Step 3. Find out if a problem has no solution

Not all trinomials can be factored. If you cannot factor a quadratic trinomial (ax²+bx+c), use the quadratic formula to find the answer. If the only answer is the square root of a negative number, there is no real number solution, then the problem has no factors.

For non-square trinomials, use the Eisenstein Criterion, which is described in the Tips section

Answers and Example Questions

Answers to "complicated factoring" questions.

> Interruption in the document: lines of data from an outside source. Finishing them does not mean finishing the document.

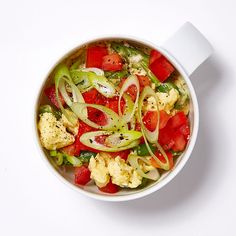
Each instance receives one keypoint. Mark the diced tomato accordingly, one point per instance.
(112, 62)
(50, 92)
(90, 95)
(143, 81)
(154, 55)
(95, 56)
(161, 68)
(101, 139)
(185, 130)
(97, 116)
(110, 188)
(122, 154)
(138, 126)
(131, 91)
(83, 128)
(165, 137)
(162, 159)
(70, 150)
(164, 117)
(112, 103)
(82, 175)
(100, 100)
(150, 120)
(177, 120)
(179, 142)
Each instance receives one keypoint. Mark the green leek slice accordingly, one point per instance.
(113, 120)
(88, 139)
(102, 85)
(151, 136)
(133, 160)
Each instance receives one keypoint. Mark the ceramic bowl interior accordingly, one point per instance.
(67, 175)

These are questions from the "more complicated factors" step. We've simplified the problems into easier ones, so try to solve them using the steps in method 1, then check your work here:
- (2y)(x² + 7x + 12) = (x+3)(x+4)
- (x²)(x² + 11x - 26) = (x+13)(x-2)
- (-1)(x² - 6x + 9) = (x-3)(x-3) = (x-3)²
Try more complex factoring problems.

These problems have the same factor in each term which must be factored first. Block the blanks after the equals sign to see the answers so you can check your work:
- 3x³+3x²-6x = (3x)(x+2)(x-1) block the blank to see the answer
- -5x³y²+30x²y²-25y²x = (-5xy^2)(x-5)(x-1)
Practice using questions. These problems can't be factored into easier equations, so you'll have to find the answer in the form (_x + _)(_x + _) using trial and error:
- 2x²+3x-5 = (2x+5)(x-1) block to see the answer
- 9x²+6x+1 = (3x+1)(3x+1)=(3x+1)² (Hint: You may want to try more than one factor pair for 9x.)
Tips
- If you can't figure out how to factor a quadratic trinomial (ax²+bx+c), you can use the quadratic formula to find x.
- While you don't need to know how to do this, you can use the Eisenstein Criteria to quickly determine if a polynomial cannot be simplified and factored. This criterion applies to any polynomial but is best used for trinomials. If there is a prime number p that divides the last two terms evenly and satisfies the following conditions, then the polynomial cannot be simplified:
  - Constant terms (without variables) are multiples of p but not multiples of p².
  - The prefix (for example, a in ax²+bx+c) is not a multiple of p.
  - For example, 14x² +45x +51 cannot be simplified because there is a prime number (3) which can evenly divide both 45 and 51, but not divisible by 14, and 51 is not divisible by 3².
Warning

While this is true for quadratic trinomials, the trinomial that can be factored is not necessarily the product of two binomials. For example, x⁴ + 105x + 46 = (x² + 5x + 2)(x² - 5x + 23).